# Data analysis basics with pandas

## Installation

Even though we have Python installed, we still need to install some extra pieces of software! Python is a whole ecosystem of content, where many of the best abilities are from packages/libraries/modules that are made by other people or companies.

In [None]:
# First we need to download some things!
# Run this cell to get the necessary data and software
import os
import urllib.request
import zipfile

# Install required packages
!pip install -q pandas altair lxml tqdm requests

# Download and extract data files
url = 'https://github.com/jsoma/2025-birn/raw/main/docs/01-pandas-data.zip'
print(f'Downloading data from {url}...')
urllib.request.urlretrieve(url, '01-pandas-data.zip')

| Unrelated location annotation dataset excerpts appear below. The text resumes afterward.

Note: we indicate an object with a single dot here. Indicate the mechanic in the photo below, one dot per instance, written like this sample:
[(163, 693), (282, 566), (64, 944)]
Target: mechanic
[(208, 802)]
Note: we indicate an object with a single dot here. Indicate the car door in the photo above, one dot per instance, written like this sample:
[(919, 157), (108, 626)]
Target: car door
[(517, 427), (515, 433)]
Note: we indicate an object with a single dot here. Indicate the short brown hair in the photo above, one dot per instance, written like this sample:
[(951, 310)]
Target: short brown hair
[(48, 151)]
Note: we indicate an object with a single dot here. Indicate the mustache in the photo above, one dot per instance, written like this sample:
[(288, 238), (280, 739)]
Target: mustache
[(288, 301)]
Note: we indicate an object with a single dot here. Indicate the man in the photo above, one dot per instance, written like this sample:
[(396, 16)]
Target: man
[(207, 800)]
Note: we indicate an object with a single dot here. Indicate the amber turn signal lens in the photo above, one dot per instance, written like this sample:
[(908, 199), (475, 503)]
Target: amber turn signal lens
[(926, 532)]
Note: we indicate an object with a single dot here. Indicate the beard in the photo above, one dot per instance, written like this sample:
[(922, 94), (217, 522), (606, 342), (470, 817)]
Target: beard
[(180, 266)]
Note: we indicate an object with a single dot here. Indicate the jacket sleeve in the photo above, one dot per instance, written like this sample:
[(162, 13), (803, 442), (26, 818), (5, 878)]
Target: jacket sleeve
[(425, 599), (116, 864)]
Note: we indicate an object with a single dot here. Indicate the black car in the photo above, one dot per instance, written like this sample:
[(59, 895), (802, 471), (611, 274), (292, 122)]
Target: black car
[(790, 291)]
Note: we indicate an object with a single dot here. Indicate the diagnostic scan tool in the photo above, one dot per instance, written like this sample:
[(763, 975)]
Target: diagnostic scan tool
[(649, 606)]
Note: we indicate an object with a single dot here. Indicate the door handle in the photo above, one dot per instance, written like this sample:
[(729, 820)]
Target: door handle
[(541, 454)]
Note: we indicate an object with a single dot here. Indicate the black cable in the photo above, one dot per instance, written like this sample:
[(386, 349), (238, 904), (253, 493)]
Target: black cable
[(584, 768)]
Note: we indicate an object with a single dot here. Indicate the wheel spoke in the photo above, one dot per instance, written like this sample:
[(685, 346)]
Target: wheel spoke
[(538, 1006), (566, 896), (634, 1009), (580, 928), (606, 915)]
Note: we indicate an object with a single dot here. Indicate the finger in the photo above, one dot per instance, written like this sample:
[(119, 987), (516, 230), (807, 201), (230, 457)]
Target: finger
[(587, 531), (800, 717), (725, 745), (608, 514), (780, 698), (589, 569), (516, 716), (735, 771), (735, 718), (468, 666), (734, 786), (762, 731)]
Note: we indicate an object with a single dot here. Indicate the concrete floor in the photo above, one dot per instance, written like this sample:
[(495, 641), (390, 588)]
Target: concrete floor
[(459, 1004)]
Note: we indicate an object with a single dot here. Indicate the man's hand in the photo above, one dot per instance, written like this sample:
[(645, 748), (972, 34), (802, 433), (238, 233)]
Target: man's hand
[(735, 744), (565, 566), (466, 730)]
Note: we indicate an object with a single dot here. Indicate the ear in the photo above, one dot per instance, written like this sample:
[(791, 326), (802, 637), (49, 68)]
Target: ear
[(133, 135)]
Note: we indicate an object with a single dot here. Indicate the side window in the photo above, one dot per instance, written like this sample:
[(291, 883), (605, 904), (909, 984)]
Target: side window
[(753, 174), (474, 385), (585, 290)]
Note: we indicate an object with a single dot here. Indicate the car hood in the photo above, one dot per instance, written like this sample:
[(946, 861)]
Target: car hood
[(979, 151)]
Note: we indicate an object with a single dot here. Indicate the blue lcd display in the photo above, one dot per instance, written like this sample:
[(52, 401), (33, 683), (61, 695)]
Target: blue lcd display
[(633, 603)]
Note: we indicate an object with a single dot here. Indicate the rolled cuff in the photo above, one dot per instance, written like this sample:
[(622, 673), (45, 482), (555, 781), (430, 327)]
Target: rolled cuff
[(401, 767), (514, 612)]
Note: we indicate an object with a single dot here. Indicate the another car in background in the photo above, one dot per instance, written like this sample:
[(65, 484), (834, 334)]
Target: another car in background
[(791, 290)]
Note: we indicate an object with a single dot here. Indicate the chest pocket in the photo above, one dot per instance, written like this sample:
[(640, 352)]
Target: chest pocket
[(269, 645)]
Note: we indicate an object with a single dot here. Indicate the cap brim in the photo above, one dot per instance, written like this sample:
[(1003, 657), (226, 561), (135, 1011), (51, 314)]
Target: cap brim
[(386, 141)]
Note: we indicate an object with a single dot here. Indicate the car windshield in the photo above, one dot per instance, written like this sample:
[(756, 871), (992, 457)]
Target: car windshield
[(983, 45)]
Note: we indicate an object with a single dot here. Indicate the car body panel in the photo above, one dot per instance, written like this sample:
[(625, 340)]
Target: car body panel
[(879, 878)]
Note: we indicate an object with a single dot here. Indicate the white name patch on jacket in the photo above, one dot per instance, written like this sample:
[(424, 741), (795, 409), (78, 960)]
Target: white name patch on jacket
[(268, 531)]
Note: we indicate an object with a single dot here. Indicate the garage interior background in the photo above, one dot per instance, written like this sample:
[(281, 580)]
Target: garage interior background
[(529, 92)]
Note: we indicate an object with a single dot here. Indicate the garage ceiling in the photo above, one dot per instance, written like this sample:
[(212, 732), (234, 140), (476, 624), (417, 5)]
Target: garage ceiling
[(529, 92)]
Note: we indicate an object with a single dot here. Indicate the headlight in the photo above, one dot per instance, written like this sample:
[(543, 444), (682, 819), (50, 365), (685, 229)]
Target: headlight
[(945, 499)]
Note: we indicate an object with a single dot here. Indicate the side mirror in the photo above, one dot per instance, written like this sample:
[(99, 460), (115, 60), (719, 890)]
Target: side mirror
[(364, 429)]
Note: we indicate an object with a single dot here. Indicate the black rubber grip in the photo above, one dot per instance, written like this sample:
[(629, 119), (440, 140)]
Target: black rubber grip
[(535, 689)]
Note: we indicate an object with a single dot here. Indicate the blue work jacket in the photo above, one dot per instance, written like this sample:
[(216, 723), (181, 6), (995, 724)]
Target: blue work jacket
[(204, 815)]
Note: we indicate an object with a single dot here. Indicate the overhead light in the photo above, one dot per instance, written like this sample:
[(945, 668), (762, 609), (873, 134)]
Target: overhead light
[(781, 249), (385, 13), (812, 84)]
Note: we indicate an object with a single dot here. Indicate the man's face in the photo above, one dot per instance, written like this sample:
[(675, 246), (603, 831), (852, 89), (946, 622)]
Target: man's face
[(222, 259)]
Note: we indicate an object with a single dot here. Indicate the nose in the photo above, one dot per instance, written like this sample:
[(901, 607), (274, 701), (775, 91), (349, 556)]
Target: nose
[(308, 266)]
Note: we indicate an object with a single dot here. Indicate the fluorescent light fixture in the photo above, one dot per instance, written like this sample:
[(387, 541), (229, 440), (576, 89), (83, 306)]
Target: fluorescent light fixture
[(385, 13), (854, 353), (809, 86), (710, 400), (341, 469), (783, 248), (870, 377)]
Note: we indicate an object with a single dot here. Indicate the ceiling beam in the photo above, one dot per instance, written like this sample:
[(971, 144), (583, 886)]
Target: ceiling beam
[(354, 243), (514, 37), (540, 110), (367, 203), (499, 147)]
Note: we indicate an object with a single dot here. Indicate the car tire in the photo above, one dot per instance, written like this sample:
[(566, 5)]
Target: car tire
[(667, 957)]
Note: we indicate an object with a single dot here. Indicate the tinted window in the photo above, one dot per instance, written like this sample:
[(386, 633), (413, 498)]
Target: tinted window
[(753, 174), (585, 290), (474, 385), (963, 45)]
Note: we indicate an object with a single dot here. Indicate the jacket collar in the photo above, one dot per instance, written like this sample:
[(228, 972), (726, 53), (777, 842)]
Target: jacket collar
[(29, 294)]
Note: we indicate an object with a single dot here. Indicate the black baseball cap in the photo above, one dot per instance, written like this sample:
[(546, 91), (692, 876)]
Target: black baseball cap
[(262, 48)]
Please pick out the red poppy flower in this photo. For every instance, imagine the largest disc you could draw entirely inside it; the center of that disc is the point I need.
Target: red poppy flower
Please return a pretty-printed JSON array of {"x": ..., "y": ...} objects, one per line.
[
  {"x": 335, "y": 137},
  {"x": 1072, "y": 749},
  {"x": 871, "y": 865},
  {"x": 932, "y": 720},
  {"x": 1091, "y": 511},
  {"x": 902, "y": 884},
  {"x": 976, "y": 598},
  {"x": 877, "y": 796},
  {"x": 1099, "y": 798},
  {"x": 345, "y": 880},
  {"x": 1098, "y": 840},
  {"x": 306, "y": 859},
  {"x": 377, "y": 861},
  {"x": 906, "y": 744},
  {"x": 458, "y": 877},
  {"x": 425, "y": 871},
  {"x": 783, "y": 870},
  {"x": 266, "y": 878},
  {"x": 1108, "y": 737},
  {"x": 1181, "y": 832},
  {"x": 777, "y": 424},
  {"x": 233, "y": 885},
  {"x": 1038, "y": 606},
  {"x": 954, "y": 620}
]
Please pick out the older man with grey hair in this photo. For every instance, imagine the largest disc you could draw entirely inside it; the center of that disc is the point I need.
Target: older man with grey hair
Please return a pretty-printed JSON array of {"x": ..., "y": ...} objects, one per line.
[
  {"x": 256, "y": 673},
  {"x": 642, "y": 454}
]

print('Extracting 01-pandas-data.zip...')
with zipfile.ZipFile('01-pandas-data.zip', 'r') as zip_ref:
    zip_ref.extractall('.')

os.remove('01-pandas-data.zip')
print('✓ Data files extracted!')

## Using pandas

To use pandas, we first need to **import it**. Then we can go ahead with reading in our data and analyzing it.

In [None]:
import pandas as pd

# This creates a "dataframe" - the Python version of a spreadsheet
df = pd.read_csv("countries.csv")
df

In [None]:
df.head()

In [None]:
df.head(2)

In [None]:
df.tail()

In [None]:
df.sort_values(by='gdp')

In [None]:
df.sort_values(by='gdp', ascending=False)

In [None]:
df.sort_values('life_expectancy', ascending=False).head(10)

In [None]:
df.head(10).sort_values('life_expectancy', ascending=False)

In [None]:
df['life_expectancy']

In [None]:
df['life_expectancy'].median()

In [None]:
df['life_expectancy'] > 75

In [None]:
df[df['life_expectancy'] > 75]

In [None]:
df['continent'].value_counts()

In [None]:
df['continent'].unique()

In [None]:
df[df['continent'] == 'Europe']

In [None]:
df[df['continent'] == 'Europe'].sort_values(by='life_expectancy', ascending=False)

In [None]:
df[df['continent'] == 'Europe']['life_expectancy'].median()

In [None]:
df['life_expectancy'].describe()

In [None]:
df.groupby('continent')['life_expectancy'].median()

In [None]:
df.groupby('continent')['life_expectancy'].median().reset_index()

In [None]:
df.groupby('continent').agg({
    'life_expectancy': 'median',
    'gdp': 'max'
})

In [None]:
# Try to save this as a column??????
df['gdp_per_capita'] = df['gdp'] / df['population']
df.head(2)

## Saving

When you save your CSV, you always need to include `index=False`. If you don't, you get extra unnamed columns that are irritating to you and your coworkers!

In [None]:
df.to_csv("output.csv", index=False)

## Graphing

There's a good way to graph and a bad way to graph: the default is [matplotlib](https://matplotlib.org/), which is 100% the worst. A great alternative is [Altair](https://altair-viz.github.io/gallery/index.html), which is more useful and produces prettier (and interactive!) graphics.

In [None]:
df.plot(x='gdp_per_capita', y='life_expectancy', kind='scatter')

In [None]:
import altair as alt

alt.Chart(df).mark_circle(size=50).encode(
    x='gdp_per_capita',
    y='life_expectancy',
    color='continent',
    tooltip=['country', 'continent', 'life_expectancy', 'population']
).properties(
    width=800,
    height=300
).interactive()